Background: The goal of this study was to evaluate outcomes in children with relapsed, molecularly characterized intracranial ependymoma treated with or without craniospinal irradiation (CSI) as part of a course of repeat radiation therapy (re-RT).
Methods: This was a retrospective cohort study of 31 children. Patients with distant relapse received CSI as part of re-RT. For patients with locally recurrent ependymoma, those treated before 2012 were re-irradiated with focal re-RT. In 2012, institutional practice changed to offer CSI, followed by boost re-RT to the site of resected or gross disease.

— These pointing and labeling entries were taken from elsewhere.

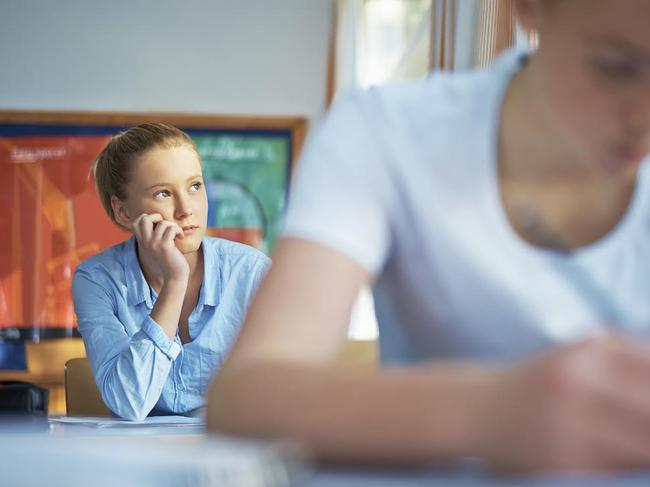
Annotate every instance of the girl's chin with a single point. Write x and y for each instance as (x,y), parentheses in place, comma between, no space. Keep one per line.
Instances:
(189,244)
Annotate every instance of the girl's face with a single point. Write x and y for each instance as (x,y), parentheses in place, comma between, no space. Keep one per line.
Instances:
(169,181)
(592,80)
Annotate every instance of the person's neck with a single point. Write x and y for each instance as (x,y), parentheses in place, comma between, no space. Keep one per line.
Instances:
(532,149)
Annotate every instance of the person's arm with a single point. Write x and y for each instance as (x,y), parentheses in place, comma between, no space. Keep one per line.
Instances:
(286,356)
(586,406)
(130,372)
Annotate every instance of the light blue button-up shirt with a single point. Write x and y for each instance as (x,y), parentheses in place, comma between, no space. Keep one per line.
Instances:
(137,368)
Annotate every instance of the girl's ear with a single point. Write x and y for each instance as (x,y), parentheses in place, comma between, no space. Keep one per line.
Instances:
(121,212)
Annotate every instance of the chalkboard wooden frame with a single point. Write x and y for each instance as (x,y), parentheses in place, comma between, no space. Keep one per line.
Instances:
(296,125)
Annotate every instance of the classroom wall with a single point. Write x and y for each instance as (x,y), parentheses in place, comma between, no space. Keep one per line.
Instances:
(209,56)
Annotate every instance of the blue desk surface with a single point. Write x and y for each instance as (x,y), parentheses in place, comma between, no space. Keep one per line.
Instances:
(470,476)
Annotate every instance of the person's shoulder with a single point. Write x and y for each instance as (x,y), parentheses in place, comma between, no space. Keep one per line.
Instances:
(444,95)
(229,251)
(108,261)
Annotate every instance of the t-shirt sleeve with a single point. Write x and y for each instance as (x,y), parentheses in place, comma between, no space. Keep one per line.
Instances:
(340,197)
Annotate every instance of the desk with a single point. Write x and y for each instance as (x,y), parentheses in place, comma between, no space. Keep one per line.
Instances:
(143,456)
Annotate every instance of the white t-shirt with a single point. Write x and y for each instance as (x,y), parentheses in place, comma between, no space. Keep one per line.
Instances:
(403,179)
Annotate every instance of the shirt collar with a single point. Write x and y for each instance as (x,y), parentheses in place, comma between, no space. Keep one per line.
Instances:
(137,288)
(211,276)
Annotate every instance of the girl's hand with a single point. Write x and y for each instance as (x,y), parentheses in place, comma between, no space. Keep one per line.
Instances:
(156,246)
(583,407)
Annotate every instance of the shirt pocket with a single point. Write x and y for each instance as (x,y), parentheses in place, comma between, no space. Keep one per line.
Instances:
(210,361)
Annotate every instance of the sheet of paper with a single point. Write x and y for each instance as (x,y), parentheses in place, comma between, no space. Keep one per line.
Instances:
(167,421)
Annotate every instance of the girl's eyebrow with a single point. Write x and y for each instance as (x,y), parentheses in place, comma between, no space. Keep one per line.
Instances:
(617,42)
(170,184)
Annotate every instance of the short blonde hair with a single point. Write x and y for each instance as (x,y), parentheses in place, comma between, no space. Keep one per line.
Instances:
(113,168)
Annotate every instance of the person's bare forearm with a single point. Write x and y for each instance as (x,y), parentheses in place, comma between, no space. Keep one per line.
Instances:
(400,416)
(167,310)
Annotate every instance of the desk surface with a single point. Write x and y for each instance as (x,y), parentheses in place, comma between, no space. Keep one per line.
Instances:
(73,443)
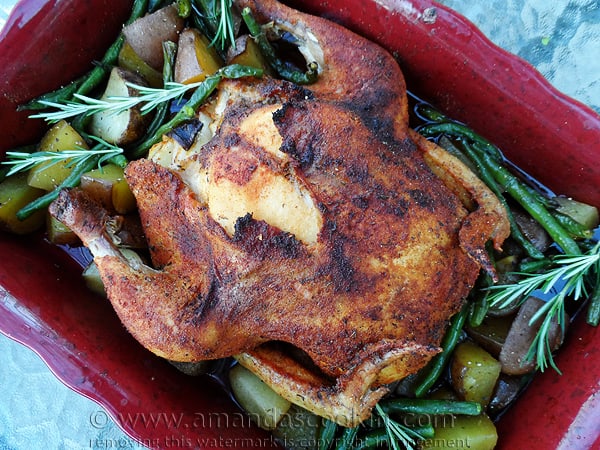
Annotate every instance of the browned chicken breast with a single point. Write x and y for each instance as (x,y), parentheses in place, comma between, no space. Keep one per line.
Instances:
(308,231)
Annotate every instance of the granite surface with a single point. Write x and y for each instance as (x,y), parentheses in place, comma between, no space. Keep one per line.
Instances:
(560,37)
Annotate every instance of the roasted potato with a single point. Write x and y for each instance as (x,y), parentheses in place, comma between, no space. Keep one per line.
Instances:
(474,373)
(15,193)
(262,404)
(60,137)
(146,34)
(196,58)
(126,126)
(109,187)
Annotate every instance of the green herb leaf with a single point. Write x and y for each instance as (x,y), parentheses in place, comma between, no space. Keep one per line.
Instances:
(568,275)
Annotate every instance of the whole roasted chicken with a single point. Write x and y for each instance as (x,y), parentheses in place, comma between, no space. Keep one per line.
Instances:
(308,232)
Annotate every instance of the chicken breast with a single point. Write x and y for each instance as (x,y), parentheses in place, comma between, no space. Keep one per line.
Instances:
(310,234)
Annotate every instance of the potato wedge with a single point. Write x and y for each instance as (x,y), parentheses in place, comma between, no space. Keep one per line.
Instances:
(474,373)
(15,193)
(513,356)
(60,137)
(472,432)
(146,34)
(247,53)
(109,186)
(124,127)
(130,60)
(263,405)
(196,58)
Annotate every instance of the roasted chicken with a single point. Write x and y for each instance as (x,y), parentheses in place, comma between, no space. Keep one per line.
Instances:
(308,231)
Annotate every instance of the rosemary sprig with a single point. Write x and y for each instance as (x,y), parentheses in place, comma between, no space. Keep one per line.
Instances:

Results: Median follow-up was 5.5 years. Of 9 patients with distant relapse after initial RT, 2-year freedom from progression (FFP) and overall survival (OS) were 12.5% and 62.5%, respectively. There were 22 patients with local failure after initial RT. In these patients, use of CSI during re-RT was associated with improvement in 5-year FFP (83.3% with CSI vs 15.2% with focal re-RT only, P = 0.030). In the subgroup of patients with infratentorial primary disease, CSI during re-RT also improved 5-year FFP (100% with CSI, 10.0% with focal re-RT only, P = 0.036). Twenty-three patients had known molecular status; all had posterior fossa group A tumors (n = 17) or tumors with a RELA (v-rel avian reticuloendotheliosis viral oncogene homolog A) fusion (n = 6). No patient developed radiation necrosis after fractionated re-RT, though almost all survivors required assistance throughout formal schooling. Five out of 10 long-term survivors have not developed neuroendocrine deficits.
Conclusions: Re-irradiation with CSI is a safe and effective treatment for children with locally recurrent ependymoma and improves disease control compared with focal re-irradiation, with the benefit most apparent for those with infratentorial primary tumors.